Thyme-Rosemary Pound Cupcakes
Thyme-Rosemary Pound Cupcakes might be just the American recipe you are searching for. One portion of this dish contains about 6g of protein, 29g of fat, and a total of 456 calories. This recipe serves 12. A mixture of peaches, whipping cream, powdered sugar, and a handful of other ingredients are all it takes to make this recipe so tasty. From preparation to the plate, this recipe takes about 45 minutes.
Instructions
Place paper liners in 24 muffin cups.
Beat butter at medium speed with an electric mixer until creamy. Gradually add 1 cup sugar, beating until light and fluffy.

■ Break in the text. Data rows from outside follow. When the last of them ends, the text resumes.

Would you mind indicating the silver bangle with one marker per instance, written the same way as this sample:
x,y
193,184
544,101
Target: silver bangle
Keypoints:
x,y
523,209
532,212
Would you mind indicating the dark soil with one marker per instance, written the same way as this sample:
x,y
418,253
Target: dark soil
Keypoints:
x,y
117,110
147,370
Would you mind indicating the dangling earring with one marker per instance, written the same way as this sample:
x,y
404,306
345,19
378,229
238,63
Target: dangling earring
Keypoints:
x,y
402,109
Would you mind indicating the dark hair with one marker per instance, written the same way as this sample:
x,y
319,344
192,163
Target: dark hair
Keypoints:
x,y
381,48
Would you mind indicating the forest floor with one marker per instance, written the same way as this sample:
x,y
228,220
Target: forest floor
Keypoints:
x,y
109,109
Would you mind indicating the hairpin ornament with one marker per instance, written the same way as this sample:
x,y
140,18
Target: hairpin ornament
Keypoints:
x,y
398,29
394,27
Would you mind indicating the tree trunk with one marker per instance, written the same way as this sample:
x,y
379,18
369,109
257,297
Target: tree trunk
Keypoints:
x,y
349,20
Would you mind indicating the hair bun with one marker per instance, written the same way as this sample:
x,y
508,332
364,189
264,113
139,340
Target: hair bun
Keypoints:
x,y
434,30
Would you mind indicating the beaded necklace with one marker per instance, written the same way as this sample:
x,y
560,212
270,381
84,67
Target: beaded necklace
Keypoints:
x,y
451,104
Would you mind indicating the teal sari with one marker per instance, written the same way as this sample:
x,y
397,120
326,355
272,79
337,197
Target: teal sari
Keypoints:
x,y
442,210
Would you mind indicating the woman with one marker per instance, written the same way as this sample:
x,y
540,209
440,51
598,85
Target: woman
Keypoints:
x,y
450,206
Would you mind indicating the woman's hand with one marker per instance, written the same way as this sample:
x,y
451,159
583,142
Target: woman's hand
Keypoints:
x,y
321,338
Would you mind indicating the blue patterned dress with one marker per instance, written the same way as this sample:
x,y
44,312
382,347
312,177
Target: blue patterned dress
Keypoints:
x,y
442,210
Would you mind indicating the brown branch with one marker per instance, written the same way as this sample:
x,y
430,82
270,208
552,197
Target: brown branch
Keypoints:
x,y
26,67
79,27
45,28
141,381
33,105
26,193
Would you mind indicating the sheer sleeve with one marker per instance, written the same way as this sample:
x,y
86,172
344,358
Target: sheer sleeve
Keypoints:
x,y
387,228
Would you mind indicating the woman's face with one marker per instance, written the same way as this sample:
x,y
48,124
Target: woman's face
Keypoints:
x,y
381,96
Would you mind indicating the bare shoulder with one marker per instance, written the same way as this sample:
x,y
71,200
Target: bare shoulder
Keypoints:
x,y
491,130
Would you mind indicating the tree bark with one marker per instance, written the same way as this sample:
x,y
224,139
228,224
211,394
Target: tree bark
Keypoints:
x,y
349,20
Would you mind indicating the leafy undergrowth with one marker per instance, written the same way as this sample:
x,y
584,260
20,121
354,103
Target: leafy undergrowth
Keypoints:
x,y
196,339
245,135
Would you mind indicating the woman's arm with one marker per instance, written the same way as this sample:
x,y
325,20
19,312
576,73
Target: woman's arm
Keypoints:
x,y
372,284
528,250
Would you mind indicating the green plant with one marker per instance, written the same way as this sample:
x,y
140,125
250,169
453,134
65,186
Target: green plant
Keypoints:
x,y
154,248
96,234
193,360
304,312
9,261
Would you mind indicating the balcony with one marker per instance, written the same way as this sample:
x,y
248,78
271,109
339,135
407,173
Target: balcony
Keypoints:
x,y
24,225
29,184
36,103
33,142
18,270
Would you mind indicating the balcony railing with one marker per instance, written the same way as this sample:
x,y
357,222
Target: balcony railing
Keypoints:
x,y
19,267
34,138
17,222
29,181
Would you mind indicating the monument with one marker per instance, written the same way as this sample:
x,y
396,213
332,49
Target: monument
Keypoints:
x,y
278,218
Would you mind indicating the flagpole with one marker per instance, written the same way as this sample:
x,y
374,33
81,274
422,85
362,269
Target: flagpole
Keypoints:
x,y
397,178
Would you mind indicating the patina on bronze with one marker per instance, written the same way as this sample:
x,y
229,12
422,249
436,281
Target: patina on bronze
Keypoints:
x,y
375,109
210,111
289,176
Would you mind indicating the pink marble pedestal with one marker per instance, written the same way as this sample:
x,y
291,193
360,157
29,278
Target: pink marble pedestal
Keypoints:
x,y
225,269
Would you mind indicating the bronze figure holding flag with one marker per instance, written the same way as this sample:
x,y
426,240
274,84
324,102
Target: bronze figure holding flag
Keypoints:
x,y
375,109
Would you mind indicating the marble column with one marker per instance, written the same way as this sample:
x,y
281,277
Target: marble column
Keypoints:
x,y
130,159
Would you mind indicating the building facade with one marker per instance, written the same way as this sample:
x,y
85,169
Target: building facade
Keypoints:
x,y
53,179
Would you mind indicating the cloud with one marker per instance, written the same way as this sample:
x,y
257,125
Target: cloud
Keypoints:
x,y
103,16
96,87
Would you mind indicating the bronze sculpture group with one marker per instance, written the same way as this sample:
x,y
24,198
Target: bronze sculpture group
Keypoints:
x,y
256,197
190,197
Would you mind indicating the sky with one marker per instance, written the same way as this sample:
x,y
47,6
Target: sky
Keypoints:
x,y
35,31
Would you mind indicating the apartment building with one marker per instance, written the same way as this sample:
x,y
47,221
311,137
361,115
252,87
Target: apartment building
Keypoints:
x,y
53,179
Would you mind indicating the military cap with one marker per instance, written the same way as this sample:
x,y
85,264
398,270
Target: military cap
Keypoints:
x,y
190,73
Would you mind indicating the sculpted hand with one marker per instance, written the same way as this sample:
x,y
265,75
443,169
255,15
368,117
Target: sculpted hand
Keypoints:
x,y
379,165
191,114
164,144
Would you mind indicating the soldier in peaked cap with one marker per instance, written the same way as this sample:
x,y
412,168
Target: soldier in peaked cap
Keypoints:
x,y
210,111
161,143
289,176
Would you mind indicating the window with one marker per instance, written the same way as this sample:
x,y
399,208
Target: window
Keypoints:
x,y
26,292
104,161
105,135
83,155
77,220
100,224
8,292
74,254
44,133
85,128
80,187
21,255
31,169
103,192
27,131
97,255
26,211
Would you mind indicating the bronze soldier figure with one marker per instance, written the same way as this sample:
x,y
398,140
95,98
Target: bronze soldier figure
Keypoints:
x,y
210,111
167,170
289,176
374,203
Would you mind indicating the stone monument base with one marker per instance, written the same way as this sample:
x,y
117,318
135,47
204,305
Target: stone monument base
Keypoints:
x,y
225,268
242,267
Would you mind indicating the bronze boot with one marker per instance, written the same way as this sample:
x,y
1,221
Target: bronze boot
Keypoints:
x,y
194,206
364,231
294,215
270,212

Add eggs, one at a time, beating just until yellow disappears after each addition.
Combine milk and vanilla.
Whisk together flour and next 4 ingredients; add to butter mixture, alternately with milk mixture, beginning and ending with flour mixture. Spoon batter into prepared muffin cups.
Bake at 350 for 15 to 16 minutes or until cakes spring back when lightly touched. Cool cakes in pans 10 minutes.
Remove paper liners, and invert cakes onto a wire rack.
Combine peaches and 2 tablespoons sugar, stirring gently. Beat whipping cream until frothy, add powdered sugar, and beat until soft peaks form.
Serve cakes with peaches and whipped cream.